Invest in Agent Retention
Agent attrition in collection agencies is very high, creating additional expenses, as agencies need to cover recruiting, hiring, and training costs each time an agent leaves their job. Investing in agent retention is a must for agencies preparing for a recession. You want to keep your agents happy and make sure they don’t feel overly stressed or overwhelmed with calls. Consider adopting tech solutions that could automate some of the most repetitive and tedious agent workload.

Prepare for Account Volume Fluctuations
As account volume becomes more volatile, agencies may experience more fluctuations in volume of outbound calls, needing more or less resources depending on the time. Agencies should develop a strong plan to address these scenarios; plan ahead even if you might not be experiencing this issue yet.
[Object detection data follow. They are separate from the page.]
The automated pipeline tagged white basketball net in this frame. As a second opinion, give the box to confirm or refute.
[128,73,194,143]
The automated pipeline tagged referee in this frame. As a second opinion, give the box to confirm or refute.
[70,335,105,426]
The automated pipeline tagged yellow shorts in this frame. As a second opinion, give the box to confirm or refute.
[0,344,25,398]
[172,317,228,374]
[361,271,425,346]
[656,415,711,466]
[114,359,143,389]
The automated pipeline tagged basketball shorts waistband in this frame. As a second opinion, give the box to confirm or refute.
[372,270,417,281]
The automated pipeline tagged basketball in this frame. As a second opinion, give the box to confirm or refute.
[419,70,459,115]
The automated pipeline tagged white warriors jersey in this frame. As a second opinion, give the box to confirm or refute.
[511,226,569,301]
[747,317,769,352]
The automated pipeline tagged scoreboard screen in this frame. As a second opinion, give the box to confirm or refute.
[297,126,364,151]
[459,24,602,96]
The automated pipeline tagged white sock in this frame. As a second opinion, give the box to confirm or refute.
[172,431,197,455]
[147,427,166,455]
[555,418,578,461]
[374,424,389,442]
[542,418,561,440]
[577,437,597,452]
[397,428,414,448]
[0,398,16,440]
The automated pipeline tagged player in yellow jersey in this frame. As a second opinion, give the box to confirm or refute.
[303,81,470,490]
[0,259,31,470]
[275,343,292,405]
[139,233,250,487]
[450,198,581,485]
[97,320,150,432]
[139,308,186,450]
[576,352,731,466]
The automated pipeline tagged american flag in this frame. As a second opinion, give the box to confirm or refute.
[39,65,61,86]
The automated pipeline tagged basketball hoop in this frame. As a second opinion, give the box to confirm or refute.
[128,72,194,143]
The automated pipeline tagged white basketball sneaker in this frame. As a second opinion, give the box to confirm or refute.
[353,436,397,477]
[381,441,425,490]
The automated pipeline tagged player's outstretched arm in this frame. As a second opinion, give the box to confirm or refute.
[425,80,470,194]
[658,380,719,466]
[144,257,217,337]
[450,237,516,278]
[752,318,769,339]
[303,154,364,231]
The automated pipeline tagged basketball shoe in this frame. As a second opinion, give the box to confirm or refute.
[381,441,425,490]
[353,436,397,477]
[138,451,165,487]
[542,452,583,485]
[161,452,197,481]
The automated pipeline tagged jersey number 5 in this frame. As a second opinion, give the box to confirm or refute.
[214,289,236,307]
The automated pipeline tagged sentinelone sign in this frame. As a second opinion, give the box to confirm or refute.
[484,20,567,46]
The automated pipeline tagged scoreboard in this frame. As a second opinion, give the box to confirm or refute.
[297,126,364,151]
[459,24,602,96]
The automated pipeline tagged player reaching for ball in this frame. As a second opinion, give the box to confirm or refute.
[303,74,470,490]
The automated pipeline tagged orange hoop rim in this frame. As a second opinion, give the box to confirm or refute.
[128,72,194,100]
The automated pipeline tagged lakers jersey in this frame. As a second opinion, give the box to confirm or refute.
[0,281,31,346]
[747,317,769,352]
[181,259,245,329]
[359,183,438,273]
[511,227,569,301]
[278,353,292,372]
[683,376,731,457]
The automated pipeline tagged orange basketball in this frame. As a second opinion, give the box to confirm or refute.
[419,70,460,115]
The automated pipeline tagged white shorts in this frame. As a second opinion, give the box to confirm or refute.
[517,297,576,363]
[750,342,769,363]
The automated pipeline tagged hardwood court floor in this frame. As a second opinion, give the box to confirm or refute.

Offer Plenty of Payment Options
Once a customer is ready to pay, you should make it as easy as possible for them to pay using the method they prefer, including mobile payment apps. Collection agencies have started adopting PayPal and Venmo as payment methods, and the first data suggests that adoption is very successful.

The majority of Americans (79%) use mobile payment apps, according to a survey by NerdWallet. When looking specifically at the younger generations, the numbers go up: 94% of millennials use mobile payment apps.

Invest in Customer Self-Service
The existing data on customer service and customer experience indicates that customers expect companies to offer self-service customer care options. 39% of U.S. consumers find it very important to have access to a fully self-serve customer care option available to resolve their issues, according to a report by Emplify.

Self-service for a collection agency includes the ability to easily make payments and solve smaller issues by using the agency’s website, a mobile application, or an AI-powered Digital Voice Agent. More on that in the next section!

How Debt Collection Agencies Can Rely on Technology To Prepare for a Recession

Adopting technological solutions that can help you automate processes and improve the customer and employee experiences is one of the best ways to future-proof your collection agency, especially as we prepare for a likely recession. Online chatbots and Voice AI are great solutions to consider.

Simone Somekh is a New York-based writer and communications specialist, as well as a Content Marketing Manager at Skit.ai., a leading conversational voice AI software company.

Voice AI — AI-powered Digital Voice Agents to perform your outbound calls and collect payments from your customers — is becoming more and more popular and common among collection agencies in the United States.

The benefits of Voice AI for collections include:

  • Automation: The Digital Voice Agent calls all of the customers on your portfolio and it then filters out the complex cases that need human agent intervention.
  • Recovery: The Digital Voice Agent can easily schedule follow-up calls, honoring the regulatory guidelines, spread over weeks/months, and ensure better recovery rates.
  • Compliance: Minimize errors and abide by existing laws and regulations by adopting a fully-compliant technology.
  • Cost and speed: Digital Voice Agents are efficient, effective, and cost significantly less than human collectors.
  • Customer experience: Offer a smooth and pleasant experience to your customers.

In a recession, you not only want to cut on expenses but you also want to ensure you maintain a competitive edge. Looking into the adoption of artificial intelligence technologies that can automate your operations is key to securing a competitive advantage.